Memory operations on a custom backend


I a working on he integration for a new device in PyTorch.
I have been reading the (good) documentation on adding a new backend, so far things seems pretty simple: adding operator implementations with a custom dispatcher key and compiling it as a C++ extension.
However one piece of information is missing from my reading (sorry if I missed it from the doc), how do I make PyTorch able to handle the memory operations (allocation, memcpy, copy across different type of devices)?

I see a reference to VulkanOpaqueTensorImpl that could be helpful, however I struggle to see which bit I can modify to make the allocations happen on my device.

What I was expecting to do is to providing callback functions for memory management.

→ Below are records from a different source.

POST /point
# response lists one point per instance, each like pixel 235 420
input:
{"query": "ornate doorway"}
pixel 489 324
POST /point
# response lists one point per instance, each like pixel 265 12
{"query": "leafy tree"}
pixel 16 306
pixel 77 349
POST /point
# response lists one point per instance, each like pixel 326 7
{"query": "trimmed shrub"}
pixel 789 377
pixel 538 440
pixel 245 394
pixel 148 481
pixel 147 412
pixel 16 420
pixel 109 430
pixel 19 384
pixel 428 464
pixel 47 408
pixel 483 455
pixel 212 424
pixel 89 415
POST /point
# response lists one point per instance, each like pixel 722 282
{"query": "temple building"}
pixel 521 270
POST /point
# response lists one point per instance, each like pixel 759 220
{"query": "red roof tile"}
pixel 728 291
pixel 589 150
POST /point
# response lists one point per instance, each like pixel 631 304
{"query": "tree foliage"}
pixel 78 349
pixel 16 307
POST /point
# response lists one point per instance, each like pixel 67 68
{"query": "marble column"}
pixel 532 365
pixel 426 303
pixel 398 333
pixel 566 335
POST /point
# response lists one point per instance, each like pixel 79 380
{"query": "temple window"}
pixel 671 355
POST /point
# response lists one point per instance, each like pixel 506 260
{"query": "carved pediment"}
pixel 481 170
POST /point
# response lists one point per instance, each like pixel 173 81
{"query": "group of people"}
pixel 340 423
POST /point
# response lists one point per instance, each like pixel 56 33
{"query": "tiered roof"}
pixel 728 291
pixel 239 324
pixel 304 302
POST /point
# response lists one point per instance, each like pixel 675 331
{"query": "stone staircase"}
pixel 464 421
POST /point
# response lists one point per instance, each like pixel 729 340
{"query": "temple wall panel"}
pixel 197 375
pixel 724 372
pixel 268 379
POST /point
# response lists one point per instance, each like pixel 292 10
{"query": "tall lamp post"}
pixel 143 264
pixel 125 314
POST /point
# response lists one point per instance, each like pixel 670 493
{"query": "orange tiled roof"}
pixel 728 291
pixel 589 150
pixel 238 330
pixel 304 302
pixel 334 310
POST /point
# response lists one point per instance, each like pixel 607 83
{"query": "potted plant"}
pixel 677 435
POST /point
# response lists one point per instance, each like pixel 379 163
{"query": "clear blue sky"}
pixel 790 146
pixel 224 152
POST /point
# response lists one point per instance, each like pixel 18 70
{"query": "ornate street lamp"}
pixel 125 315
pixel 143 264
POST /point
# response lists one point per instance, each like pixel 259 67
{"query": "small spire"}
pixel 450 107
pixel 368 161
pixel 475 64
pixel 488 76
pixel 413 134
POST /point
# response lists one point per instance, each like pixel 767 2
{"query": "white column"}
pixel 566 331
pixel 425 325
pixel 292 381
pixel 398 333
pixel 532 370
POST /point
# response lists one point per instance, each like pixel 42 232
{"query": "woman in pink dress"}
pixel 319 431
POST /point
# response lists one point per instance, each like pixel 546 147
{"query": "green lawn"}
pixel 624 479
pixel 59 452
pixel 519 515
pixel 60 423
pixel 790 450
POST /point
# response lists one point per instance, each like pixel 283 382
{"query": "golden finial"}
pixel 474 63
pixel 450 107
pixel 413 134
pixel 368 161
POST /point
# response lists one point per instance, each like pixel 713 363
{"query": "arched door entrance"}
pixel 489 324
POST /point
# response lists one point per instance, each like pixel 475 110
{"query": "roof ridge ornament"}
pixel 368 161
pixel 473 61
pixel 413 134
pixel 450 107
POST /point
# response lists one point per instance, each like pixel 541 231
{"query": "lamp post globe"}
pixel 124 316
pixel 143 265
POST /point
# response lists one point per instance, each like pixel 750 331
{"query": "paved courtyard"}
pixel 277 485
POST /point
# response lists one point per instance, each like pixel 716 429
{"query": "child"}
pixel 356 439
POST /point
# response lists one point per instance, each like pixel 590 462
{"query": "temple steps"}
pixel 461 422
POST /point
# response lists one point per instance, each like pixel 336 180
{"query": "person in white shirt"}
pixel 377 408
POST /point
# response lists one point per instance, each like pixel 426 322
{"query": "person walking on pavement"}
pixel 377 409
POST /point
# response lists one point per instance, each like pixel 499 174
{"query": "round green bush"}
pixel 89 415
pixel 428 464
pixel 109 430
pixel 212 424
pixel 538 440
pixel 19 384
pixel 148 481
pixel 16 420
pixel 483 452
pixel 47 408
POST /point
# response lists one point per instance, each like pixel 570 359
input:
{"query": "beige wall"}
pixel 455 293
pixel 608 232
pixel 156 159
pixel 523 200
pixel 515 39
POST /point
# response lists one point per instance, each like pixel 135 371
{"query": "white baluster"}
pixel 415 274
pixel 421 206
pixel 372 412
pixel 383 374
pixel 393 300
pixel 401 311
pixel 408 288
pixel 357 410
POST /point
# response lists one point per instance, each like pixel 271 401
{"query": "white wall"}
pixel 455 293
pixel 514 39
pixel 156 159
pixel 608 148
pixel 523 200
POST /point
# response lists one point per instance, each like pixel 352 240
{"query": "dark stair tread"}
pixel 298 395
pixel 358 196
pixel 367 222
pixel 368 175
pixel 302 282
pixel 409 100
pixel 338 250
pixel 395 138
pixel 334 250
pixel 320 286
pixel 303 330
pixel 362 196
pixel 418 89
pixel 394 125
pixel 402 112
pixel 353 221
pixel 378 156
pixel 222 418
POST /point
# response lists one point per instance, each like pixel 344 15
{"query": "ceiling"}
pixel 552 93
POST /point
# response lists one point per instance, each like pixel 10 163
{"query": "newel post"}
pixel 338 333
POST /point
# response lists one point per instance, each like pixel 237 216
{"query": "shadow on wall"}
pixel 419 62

Can I get a little help with this? Maybe some reference will do.
Thank you!

You could take a look at add open device registration test with cpp extensions by bdhirsh · Pull Request #80477 · pytorch/pytorch · GitHub.

1 Like

Yep! The PR that Bairen linked shows a basic example of adding a custom device with its own allocator, and copying to/from cpu. Let me know if you have any questions!

That PR also shows a basic example of open registration (adding a new PyTorch device in c++, with no changes needed to PyTorch core). Better docs for it coming soon!

1 Like

Thanks that’s what I was looking for!
So it’s all about the Aten library.
I am new to Pytorch dev so I was missing that bit… I really appreciate the quality of the documentation, thanks to the team!

Would it be possible to get a summary of the steps needed/to consider for integrating a custom accelerator aside from the kernel registrations? Or maybe that PR already contains everything?